The prospect of storing huge amounts of data in DNA is getting closer to reality thanks to a new data recovery technique.
Microsoft seems interested in synthetic DNA. The company is considering using it in the future as a storage medium that could address the world's need for ever-increasing data storage.
Previous research has shown that only a few grams of DNA can store an exabyte of data and keep it as it is for 2.000 years.
The downside is that the method is quite expensive and extremely slow. Data writing in DNA involves the conversion of 0 and 1 into DNA molecules (adenine, thymine, cytosine and guanine), and DNA data recovery should include the decoding of the 0 and 1 files.
Finding and retrieving specific files stored in DNA is also a very big challenge.
As scientists from Microsoft Research and the University of Washington explain, without random access or the ability to selectively retrieve files from stored DNA, you will need to decode the entire set of data involved to find the files you want. Creating a random access would reduce the amount of processes that need to be done for each search.

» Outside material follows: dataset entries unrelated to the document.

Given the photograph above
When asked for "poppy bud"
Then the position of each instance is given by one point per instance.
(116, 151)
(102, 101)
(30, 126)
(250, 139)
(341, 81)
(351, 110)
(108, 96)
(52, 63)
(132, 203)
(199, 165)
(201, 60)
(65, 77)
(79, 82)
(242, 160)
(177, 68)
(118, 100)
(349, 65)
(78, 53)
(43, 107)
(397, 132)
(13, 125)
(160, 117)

So to get some random access to DNA, they created a "primer" library that is linked to each DNA sequence. The primers, together with a polymerase chain reaction (PCR), are used as targets to select the desired DNA fragments by random access.
"Prior to synthesizing the data from a DNA file, the researchers added two ends of each DNA sequence to the primers of the PCR primer from the primer library," he says the University of Washington.
"They then used these starters to select the desired point via random access and used a new algorithm designed to more efficiently decode and restore data to their original digital state."
Researchers have also developed an algorithm for more efficient decoding and data recovery. Microsoft researcher Sergey Yekhanin said the new algorithms are more tolerant of writing and reading DNA errors, which reduces the processes and processing required to retrieve information.
Although it is not the first time that random access to DNA has been achieved, it is the first time it has been done on such a scale, according to researchers.
The researchers encoded in a synthetic DNA a 200MB data file that ranged from 35 of 29kB to 44MB. The files contained video, audio, images and high-definition text.
After the release of the study describing the technique, they encoded and regained 400MB data in DNA.
Researchers believe that the approach they have used for random access will escalate into large DNA tanks containing several terabytes each.